Os gregos tinham três deusas da felicidade. Eram Aglaia (ou Abigail), Euprhosyna e Thalia. Cada qual personificava um aspecto da felicidade: Aglaia era o esplendor; Euprhosyna, a alegria; e Thalia, o desabrochar. Hoje em dia, acho que só restou apenas uma delas, a alegria, tornada sinônimo de felicidade.
Em português, chamaríamos esta deusa de Letícia, derivando do latim Laetitia, que significa, justamente, alegria. Mas não só. Quando conhecemos melhor a história da etimologia da palavra, descobrimos um significado mais rico.
Laetitia é um termo nascido da vida rural, com sua forma arcaica, laetare, significando fertilizar, adubar a terra. Quando esta era fértil, chamavam-na de laeta. Aos poucos, o termo passou a significar também o contentamento do agricultor com a fertilidade de sua terra, um estado de satisfação na alma que desabrochava numa exclamação de alegria, um laetus clamor.
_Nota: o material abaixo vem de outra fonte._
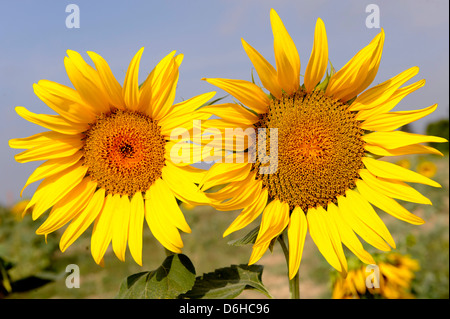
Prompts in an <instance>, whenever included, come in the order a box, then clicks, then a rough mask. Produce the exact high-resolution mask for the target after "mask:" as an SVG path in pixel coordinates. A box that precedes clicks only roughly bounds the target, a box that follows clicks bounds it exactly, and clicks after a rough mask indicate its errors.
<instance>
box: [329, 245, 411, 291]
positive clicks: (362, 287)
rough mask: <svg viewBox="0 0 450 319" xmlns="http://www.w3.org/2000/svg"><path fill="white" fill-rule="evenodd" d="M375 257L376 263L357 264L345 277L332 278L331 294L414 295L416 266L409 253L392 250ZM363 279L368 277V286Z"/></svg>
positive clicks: (340, 276)
mask: <svg viewBox="0 0 450 319" xmlns="http://www.w3.org/2000/svg"><path fill="white" fill-rule="evenodd" d="M379 259H380V260H379V261H378V262H377V265H373V266H376V267H371V268H369V269H368V268H367V267H366V266H365V265H360V266H359V267H356V268H354V269H352V270H349V272H348V275H347V277H346V278H343V277H342V276H339V277H337V278H335V280H334V282H333V293H332V298H333V299H360V298H374V297H381V298H385V299H412V298H414V295H413V294H412V293H411V286H412V281H413V279H414V277H415V275H414V273H415V272H417V271H418V270H419V269H420V266H419V262H418V261H417V260H415V259H412V258H411V257H410V256H407V255H401V254H396V253H390V254H388V255H387V256H382V257H380V258H379ZM369 276H371V277H373V278H370V277H369ZM367 281H370V283H371V286H370V287H367Z"/></svg>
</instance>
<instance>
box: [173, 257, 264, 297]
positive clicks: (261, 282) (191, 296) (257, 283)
mask: <svg viewBox="0 0 450 319" xmlns="http://www.w3.org/2000/svg"><path fill="white" fill-rule="evenodd" d="M262 271H263V266H260V265H251V266H248V265H231V266H230V267H226V268H220V269H216V270H215V271H214V272H211V273H207V274H203V276H201V277H197V279H196V280H195V284H194V287H193V288H192V290H190V291H188V292H187V293H186V294H184V295H182V296H181V297H184V298H191V299H232V298H235V297H237V296H239V295H240V294H241V293H242V291H244V289H255V290H257V291H259V292H261V293H263V294H264V295H266V296H267V297H269V298H272V296H271V295H270V293H269V292H268V291H267V289H266V287H264V285H263V283H262V281H261V276H262Z"/></svg>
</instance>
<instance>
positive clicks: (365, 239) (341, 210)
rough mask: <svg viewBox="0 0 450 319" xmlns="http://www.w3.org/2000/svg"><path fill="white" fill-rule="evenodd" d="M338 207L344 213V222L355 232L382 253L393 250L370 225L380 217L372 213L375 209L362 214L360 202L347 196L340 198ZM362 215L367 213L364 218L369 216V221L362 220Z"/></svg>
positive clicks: (365, 220) (370, 244)
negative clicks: (391, 249)
mask: <svg viewBox="0 0 450 319" xmlns="http://www.w3.org/2000/svg"><path fill="white" fill-rule="evenodd" d="M369 205H370V204H369ZM338 206H339V210H340V211H341V212H342V217H343V219H344V221H345V222H346V223H347V224H348V225H349V226H350V227H351V228H352V229H353V231H355V232H356V233H357V234H358V235H359V236H361V238H362V239H364V240H365V241H366V242H368V243H369V244H370V245H372V246H374V247H376V248H378V249H380V250H382V251H390V250H391V248H390V247H389V245H388V244H387V243H386V242H385V241H384V240H383V238H382V237H381V236H380V234H378V233H377V232H376V231H375V230H374V229H373V228H372V225H371V224H369V221H372V220H374V221H375V220H376V219H377V217H378V216H376V217H375V216H374V214H376V213H373V212H372V210H373V208H372V210H370V209H369V211H368V212H361V211H360V210H361V205H359V201H358V202H352V201H351V200H350V199H349V198H348V197H345V196H340V197H338ZM364 206H365V205H364ZM360 213H365V215H364V216H366V215H368V217H369V219H368V220H366V219H364V218H362V217H361V216H360ZM371 215H372V216H371ZM376 223H378V224H379V223H380V222H379V221H376ZM381 223H382V222H381Z"/></svg>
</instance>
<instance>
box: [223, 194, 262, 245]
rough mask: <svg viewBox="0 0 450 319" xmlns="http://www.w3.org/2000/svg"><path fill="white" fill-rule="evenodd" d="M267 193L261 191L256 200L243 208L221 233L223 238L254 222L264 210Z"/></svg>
mask: <svg viewBox="0 0 450 319" xmlns="http://www.w3.org/2000/svg"><path fill="white" fill-rule="evenodd" d="M267 199H268V192H267V189H266V188H265V189H263V190H262V192H261V194H260V195H259V197H258V198H256V199H255V200H254V202H253V203H252V204H250V205H249V206H248V207H246V208H244V209H243V210H242V212H241V213H240V214H239V216H238V217H236V218H235V220H234V221H233V222H232V223H231V225H230V226H229V227H228V228H227V229H226V230H225V232H224V233H223V237H226V236H228V235H229V234H231V233H233V232H235V231H238V230H240V229H242V228H244V227H246V226H248V225H249V224H250V223H251V222H252V221H254V220H255V219H256V218H257V217H258V216H259V215H261V213H262V212H263V210H264V207H266V205H267Z"/></svg>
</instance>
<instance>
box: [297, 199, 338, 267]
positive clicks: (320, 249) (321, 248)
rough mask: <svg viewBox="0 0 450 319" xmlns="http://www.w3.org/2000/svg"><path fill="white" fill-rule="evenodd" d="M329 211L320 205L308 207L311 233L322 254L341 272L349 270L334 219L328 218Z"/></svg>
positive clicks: (330, 262) (307, 218) (308, 220)
mask: <svg viewBox="0 0 450 319" xmlns="http://www.w3.org/2000/svg"><path fill="white" fill-rule="evenodd" d="M326 214H327V212H326V211H325V210H324V209H323V208H322V207H321V206H319V207H318V208H317V209H316V208H310V209H308V213H307V214H306V219H307V220H308V228H309V233H310V234H311V238H312V239H313V241H314V243H315V244H316V246H317V248H319V251H320V252H321V254H322V255H323V256H324V257H325V259H326V260H327V261H328V263H329V264H330V265H331V266H333V267H334V268H335V269H336V270H337V271H339V272H344V273H346V272H347V260H346V259H345V255H344V251H343V249H342V244H341V240H340V237H339V233H338V231H337V228H336V225H334V220H333V219H330V218H327V217H326V216H325V215H326Z"/></svg>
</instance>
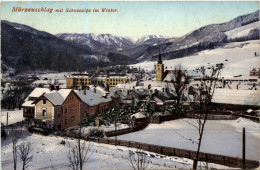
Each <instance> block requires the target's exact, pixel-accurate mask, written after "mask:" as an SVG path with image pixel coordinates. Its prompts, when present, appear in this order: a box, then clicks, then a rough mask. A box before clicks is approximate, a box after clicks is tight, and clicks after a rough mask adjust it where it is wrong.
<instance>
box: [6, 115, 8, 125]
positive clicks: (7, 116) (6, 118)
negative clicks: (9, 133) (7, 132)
mask: <svg viewBox="0 0 260 170" xmlns="http://www.w3.org/2000/svg"><path fill="white" fill-rule="evenodd" d="M6 126H8V112H7V115H6Z"/></svg>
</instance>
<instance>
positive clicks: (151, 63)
mask: <svg viewBox="0 0 260 170" xmlns="http://www.w3.org/2000/svg"><path fill="white" fill-rule="evenodd" d="M259 44H260V42H259V40H252V41H245V42H234V43H228V44H226V45H225V46H224V47H220V48H216V49H212V50H204V51H201V52H199V53H197V54H195V55H192V56H188V57H184V58H179V59H175V60H167V61H166V60H164V61H163V63H164V66H165V67H167V68H168V69H174V68H175V67H176V66H178V65H179V64H181V65H182V66H183V67H184V68H185V69H187V70H193V69H195V68H199V67H201V66H206V67H208V66H212V65H215V64H217V63H223V64H224V69H223V70H222V72H221V76H220V77H225V78H233V77H234V76H237V75H242V76H249V72H250V70H252V69H253V68H258V67H259V64H260V56H258V57H255V56H254V54H255V52H259ZM155 64H156V61H150V62H143V63H138V64H135V65H131V66H134V67H136V68H139V66H140V68H141V69H144V70H148V71H152V70H154V65H155Z"/></svg>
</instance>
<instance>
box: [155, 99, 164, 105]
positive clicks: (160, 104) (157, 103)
mask: <svg viewBox="0 0 260 170" xmlns="http://www.w3.org/2000/svg"><path fill="white" fill-rule="evenodd" d="M153 99H154V101H155V102H156V103H157V104H159V105H163V101H162V100H161V99H159V98H158V97H154V98H153Z"/></svg>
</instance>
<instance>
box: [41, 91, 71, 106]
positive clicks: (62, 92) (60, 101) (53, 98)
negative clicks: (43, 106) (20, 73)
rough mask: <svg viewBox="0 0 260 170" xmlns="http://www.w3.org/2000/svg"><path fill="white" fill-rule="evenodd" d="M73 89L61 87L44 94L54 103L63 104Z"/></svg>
mask: <svg viewBox="0 0 260 170" xmlns="http://www.w3.org/2000/svg"><path fill="white" fill-rule="evenodd" d="M71 91H72V90H71V89H60V90H59V91H56V90H53V91H51V92H49V93H46V94H44V96H45V97H46V98H47V99H48V100H49V101H50V102H51V103H52V104H53V105H62V103H63V102H64V100H65V99H66V98H67V97H68V95H69V94H70V92H71Z"/></svg>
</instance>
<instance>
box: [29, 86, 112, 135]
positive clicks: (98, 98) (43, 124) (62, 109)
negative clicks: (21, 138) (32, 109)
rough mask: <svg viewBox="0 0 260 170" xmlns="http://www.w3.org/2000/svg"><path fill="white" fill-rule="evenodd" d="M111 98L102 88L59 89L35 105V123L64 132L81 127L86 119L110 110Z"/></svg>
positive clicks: (51, 92)
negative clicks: (59, 130) (87, 116)
mask: <svg viewBox="0 0 260 170" xmlns="http://www.w3.org/2000/svg"><path fill="white" fill-rule="evenodd" d="M111 100H112V99H111V96H110V95H109V94H108V92H106V91H105V90H104V89H102V88H100V87H94V86H88V89H85V90H81V91H78V90H72V89H58V90H52V91H49V92H47V93H43V94H42V95H41V96H40V97H38V98H37V99H36V100H35V101H34V102H32V104H33V105H34V114H33V115H34V123H35V124H37V125H39V126H42V127H48V128H54V129H58V130H64V129H67V128H69V127H73V126H76V125H79V124H80V123H81V122H82V121H83V119H84V117H86V116H95V115H97V114H103V113H105V111H107V110H108V109H109V104H110V102H111Z"/></svg>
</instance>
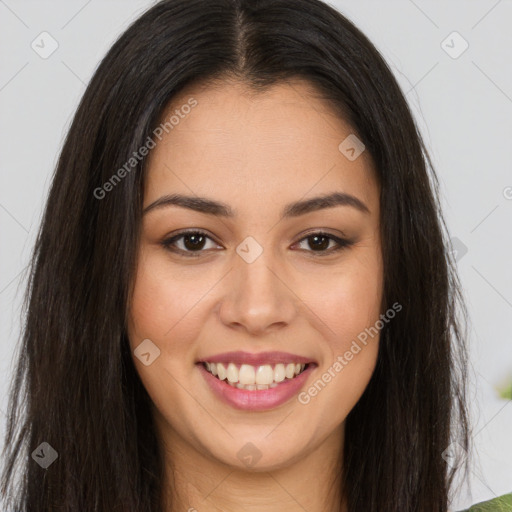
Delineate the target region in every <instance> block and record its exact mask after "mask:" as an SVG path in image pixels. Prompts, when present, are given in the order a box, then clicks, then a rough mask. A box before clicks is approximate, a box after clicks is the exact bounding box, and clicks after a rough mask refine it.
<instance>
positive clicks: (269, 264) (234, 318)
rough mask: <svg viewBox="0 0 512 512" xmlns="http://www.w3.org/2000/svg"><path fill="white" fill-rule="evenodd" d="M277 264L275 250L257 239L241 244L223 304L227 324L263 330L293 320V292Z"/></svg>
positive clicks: (223, 316) (224, 312) (225, 319)
mask: <svg viewBox="0 0 512 512" xmlns="http://www.w3.org/2000/svg"><path fill="white" fill-rule="evenodd" d="M276 263H277V261H276V259H275V258H273V253H272V251H271V250H270V249H264V248H263V247H262V246H261V245H260V244H258V243H257V242H256V241H255V240H254V239H252V240H247V239H246V240H244V241H243V242H242V243H241V244H239V246H238V247H237V255H235V260H234V265H233V267H232V272H234V275H233V278H232V280H231V281H230V284H229V286H228V289H229V291H228V293H227V294H226V295H225V296H224V298H223V304H222V307H221V319H222V321H223V322H224V323H227V324H239V325H242V326H244V327H245V328H246V329H247V330H248V331H253V332H263V331H264V330H266V329H268V328H269V327H270V326H274V327H275V324H281V326H282V325H285V324H287V323H289V322H290V321H291V319H292V317H293V314H294V309H295V307H294V300H293V293H292V292H291V291H290V290H289V288H287V287H286V286H285V285H284V284H283V282H282V281H283V278H282V277H281V276H280V275H279V273H280V272H279V270H278V269H279V265H278V264H276Z"/></svg>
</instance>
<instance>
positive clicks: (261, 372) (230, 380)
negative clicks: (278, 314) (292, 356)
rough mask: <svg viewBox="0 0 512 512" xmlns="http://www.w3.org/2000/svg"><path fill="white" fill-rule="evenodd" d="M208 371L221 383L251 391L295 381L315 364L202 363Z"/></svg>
mask: <svg viewBox="0 0 512 512" xmlns="http://www.w3.org/2000/svg"><path fill="white" fill-rule="evenodd" d="M198 364H201V365H202V366H203V367H204V368H205V369H206V371H208V372H209V373H211V374H212V375H213V376H214V377H216V378H217V379H218V380H220V381H225V382H226V383H227V384H229V385H230V386H232V387H236V388H238V389H246V390H249V391H255V390H262V389H272V388H275V387H277V386H278V385H279V384H282V383H286V382H288V381H291V380H293V379H294V378H296V377H297V376H298V375H300V374H301V373H302V372H304V371H305V370H306V369H307V368H309V367H310V366H316V365H315V363H307V364H300V363H287V364H282V363H279V364H275V365H270V364H265V365H260V366H253V365H249V364H242V365H237V364H235V363H210V362H201V363H198Z"/></svg>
Olha a Thalia aparecendo aí...
Perdoe se o desalegro, leitor, com esse papo etimológico. Como ando nessas de meditar o tempo do Advento através do significado das velas acesas a cada domingo, passei a semana pensando na Alegria, a vela do próximo domingo, o terceiro e penúltimo. Entendê-la como um desabrochar da Paz que brotou da terra fértil da Esperança já me parecia uma decorrência lógica, que a etimologia confirmou, mas nela fui em busca daquilo que encaminha para mais, para a última das velas, a do Amor.
O júbilo não cabe nas alegrias menores, mero deleite, em geral advindo de pequenos prazeres do cotidiano, mas apenas nas maiores, mais raras
Existe outro substantivo relativo a laetitia que é ledice, significando contentamento. Se alguém está contente, costumamos entender que está alegre por estar satisfeito. Quando a satisfação é calma e moderada, Cícero a chamava de gaudium, gáudio em português. Se a satisfação é intensa e extasiante, ganha outro nome, de iubilum, o nosso júbilo ou “grande alegria”.
O português jubilar, aliás, significa “encher de júbilo” e utiliza-se também para designar a aposentação honrosa dada a um professor. Daí também o jubileu, ano jubileu, ano em que o papa concede indulgências. A cada 25 anos, tendo por referência o nascimento de Jesus, a Igreja celebra um Jubileu, um Ano Santo, como será o de 2025. O termo estendeu-se depois a outros aniversários solenes, como o jubileu de formados em faculdades depois de 25 anos.
O júbilo, portanto, não cabe nas alegrias menores, mero deleite, em geral advindo de pequenos prazeres do cotidiano, mas apenas nas maiores, mais raras, fruto de conquistas difíceis ou que exigiram longo tempo de cultivo e dedicação. Não são a mesma coisa a alegria do carnaval e a alegria da Páscoa; só nesta o desabrochar da alegria se torna esplendor, ou seja, felicidade.
Quer experimentar um pouco dessa alegria esplendorosa? O leitor conhece o Hino à Alegria (ou Ode à Alegria), de Beethoven. Se não o escutou mentalmente à mera menção do nome, certamente será capaz de cantarolar junto se escutá-lo neste instante. Daquelas peças de música clássica tão famosas que não damos a devida atenção e, com isso, perdemos toda a sua dimensão jubilosa.
Este hino é, na verdade, o quarto e último movimento da 9.ª Sinfonia do compositor, que a compôs quando já passara dos 50 anos de idade e estava completamente surdo. A sinfonia demora em torno de uma hora ao todo e pode-se dizer que os 45 minutos anteriores são uma preparação para este hino, que desabrocha a alegria aos poucos até atingir o esplendor jubiloso.
O tema da sinfonia só se revela de fato neste quarto movimento, que em certo sentido repete o que veio antes até o ponto de se desfazer num aparente caos sonoro, quando então algo novo surge. Pela primeira vez na história, vozes são adicionadas em uma sinfonia, surgindo em uma breve pausa instrumental. Entram os cantores cantando o poema de Schiller, justamente chamado Ode à Alegria, que termina assim:
Irmãos, além do céu estrelado
Mora um Pai Amado.
Milhões, vocês estão ajoelhados diante Dele?
Mundo, você percebe seu Criador?
Procure-o mais acima do Céu estrelado!
Sobre as estrelas onde Ele mora!
Agora imagine se Ele é quem viesse nos procurar. Eis a alegria do Advento.